Comically or tragically, Andrei’s warm feelings are in the very next moment poisoned.
For those of us fond of Moscow’s street scenes, the fine descriptions of Andrei’s walks along the Garden Ring and his shopping trips and errands will draw out pangs of recognition while also dampening any sparks of nostalgia: “[W]ould I really be able to stay in Moscow indefinitely? On the one hand it was appealing.… But the daily grind of life was something else. Just to do anything – to get my skates sharpened, to get a library book, to get from one part of the city to another – was an unbelievable hassle. What in New York took twenty minutes, here took an hour.… The frowns on the faces of the people wore you down. The lies on the television too, after a while, wore you down.”

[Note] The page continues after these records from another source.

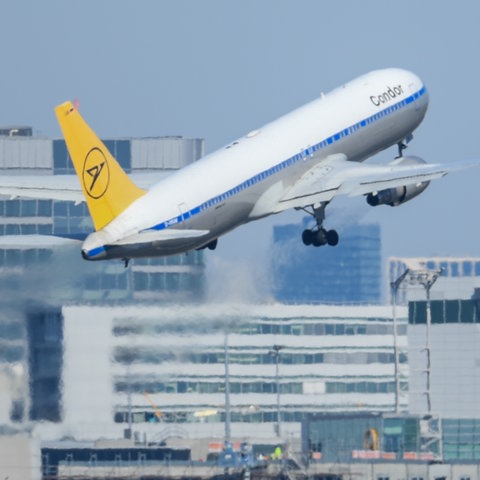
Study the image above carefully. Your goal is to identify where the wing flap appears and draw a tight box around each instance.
[275,156,480,212]
[345,158,480,196]
[275,154,348,211]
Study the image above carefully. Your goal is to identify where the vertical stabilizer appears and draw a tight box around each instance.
[55,101,145,231]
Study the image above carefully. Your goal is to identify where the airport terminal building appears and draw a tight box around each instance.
[3,130,480,474]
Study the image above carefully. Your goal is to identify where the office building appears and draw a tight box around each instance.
[32,303,408,441]
[408,296,480,418]
[272,220,381,304]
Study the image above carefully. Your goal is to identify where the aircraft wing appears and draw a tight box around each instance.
[275,155,479,212]
[0,234,82,248]
[0,172,169,202]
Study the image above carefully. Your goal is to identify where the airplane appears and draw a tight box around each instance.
[0,68,477,263]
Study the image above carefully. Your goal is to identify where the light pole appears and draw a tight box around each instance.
[408,267,443,461]
[390,268,410,413]
[408,268,442,414]
[224,332,231,441]
[269,345,284,438]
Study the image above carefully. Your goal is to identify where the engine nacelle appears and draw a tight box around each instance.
[366,156,430,207]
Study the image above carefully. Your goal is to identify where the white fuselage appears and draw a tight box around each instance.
[82,68,429,260]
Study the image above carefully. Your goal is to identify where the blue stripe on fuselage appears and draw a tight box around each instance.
[147,86,427,233]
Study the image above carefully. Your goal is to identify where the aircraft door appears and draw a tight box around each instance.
[178,202,191,229]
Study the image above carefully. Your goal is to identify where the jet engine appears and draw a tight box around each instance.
[366,156,430,207]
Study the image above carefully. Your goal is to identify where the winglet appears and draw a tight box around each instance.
[54,101,146,230]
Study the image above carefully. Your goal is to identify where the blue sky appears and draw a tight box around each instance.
[1,0,480,288]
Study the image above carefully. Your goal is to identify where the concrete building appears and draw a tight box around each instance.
[408,297,480,419]
[388,257,480,423]
[27,303,408,442]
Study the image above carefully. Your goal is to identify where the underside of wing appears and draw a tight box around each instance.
[275,155,480,212]
[0,172,168,202]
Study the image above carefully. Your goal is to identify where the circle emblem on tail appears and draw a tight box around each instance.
[82,148,110,199]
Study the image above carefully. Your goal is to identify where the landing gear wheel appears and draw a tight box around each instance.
[302,229,314,246]
[299,202,339,248]
[326,229,339,246]
[312,229,328,247]
[301,228,339,247]
[207,239,218,250]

The only wholly created character, loved and seen and wondered about, made vivid again and again, is the grandmother. Though we are always in Andrei’s head, he remains an enigma, neither likable or unlikable, and his friends and brother most often seem constructed but not created; the characters in Gessen’s only previous novel, "All the Sad Young Literary Men," were similarly indistinct. But here, the grandmother, losing sight of the present but often glimpsing her past, is always vital despite the ravages of time. The kitchen-sink plumbing catastrophe that she and Andrei face on the morning of her birthday party would be, if extracted, a marvelous humorous short story worthy of Gessen’s fellow Russian-American Lara Vapnyar. “I tried not to lose my cool,” recounts Andrei. “I was covered in filth and I had just dismembered the sink without any clear plan of action, I was ignorant of plumbing. I was ignorant of the entire physical world!”

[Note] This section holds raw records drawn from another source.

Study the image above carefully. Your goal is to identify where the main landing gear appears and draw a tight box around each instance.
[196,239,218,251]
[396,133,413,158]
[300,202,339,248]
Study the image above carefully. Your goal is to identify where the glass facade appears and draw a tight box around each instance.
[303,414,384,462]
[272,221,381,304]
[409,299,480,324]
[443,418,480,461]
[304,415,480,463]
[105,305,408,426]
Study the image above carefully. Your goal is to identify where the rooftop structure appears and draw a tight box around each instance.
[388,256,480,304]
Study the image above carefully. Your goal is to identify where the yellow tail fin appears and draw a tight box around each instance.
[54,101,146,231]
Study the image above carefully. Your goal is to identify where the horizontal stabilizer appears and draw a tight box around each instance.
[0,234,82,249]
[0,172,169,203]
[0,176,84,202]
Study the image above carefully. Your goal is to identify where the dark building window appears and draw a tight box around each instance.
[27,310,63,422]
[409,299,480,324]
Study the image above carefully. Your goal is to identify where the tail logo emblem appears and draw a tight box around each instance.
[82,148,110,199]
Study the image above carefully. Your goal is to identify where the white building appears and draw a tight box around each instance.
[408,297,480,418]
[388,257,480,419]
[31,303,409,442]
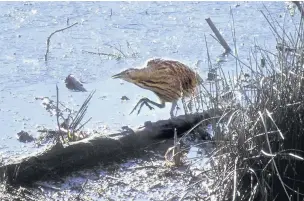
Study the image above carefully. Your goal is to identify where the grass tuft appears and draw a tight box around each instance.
[198,3,304,200]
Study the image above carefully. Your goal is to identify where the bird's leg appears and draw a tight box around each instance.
[130,98,165,115]
[175,104,181,116]
[170,100,178,118]
[175,105,180,116]
[129,98,151,115]
[181,97,189,115]
[187,99,193,112]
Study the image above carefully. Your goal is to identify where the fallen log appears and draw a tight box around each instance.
[0,109,221,186]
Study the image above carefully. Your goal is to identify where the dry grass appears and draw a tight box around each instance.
[193,3,304,201]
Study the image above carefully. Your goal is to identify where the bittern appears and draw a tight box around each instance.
[112,58,203,117]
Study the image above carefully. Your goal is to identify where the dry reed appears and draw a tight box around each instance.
[197,3,304,201]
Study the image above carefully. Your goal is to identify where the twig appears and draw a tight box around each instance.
[74,179,88,201]
[205,18,232,54]
[262,5,293,44]
[56,85,65,143]
[34,182,61,191]
[178,116,219,143]
[69,90,95,137]
[106,44,127,58]
[56,85,60,143]
[127,165,160,170]
[105,175,120,180]
[75,117,92,133]
[260,9,284,41]
[37,129,57,134]
[178,191,189,201]
[232,157,239,201]
[45,22,78,62]
[82,50,117,58]
[258,111,291,201]
[173,128,181,166]
[230,7,239,80]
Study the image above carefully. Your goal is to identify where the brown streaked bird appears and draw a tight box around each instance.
[112,58,203,117]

Once the disaster is averted, the party dramatizes the height and precariousness of family happiness: “For dinner we set everything up in the back room and put my grandmother in a spot from which she wouldn’t be able to get up and try to fetch people things. She accepted this. I worried that she would start hinting to Emma Abramovna about her dacha, and everyone would see how her oldest friend evaded her, but she never brought it up. Periodically she would ask, when there was a quiet moment, ‘Whose party is this?’ At first it was worrisome, but then it almost seemed like she was teasing us. “ ‘It’s your party!’ we said, and she said, ‘My party?’ and we said yes. ‘All right,’ she agreed.” Lovely, touching, comic.
The novel’s best, sturdiest theme is that life is, if not attractive, then at least possible in that “Terrible Country” of Russia.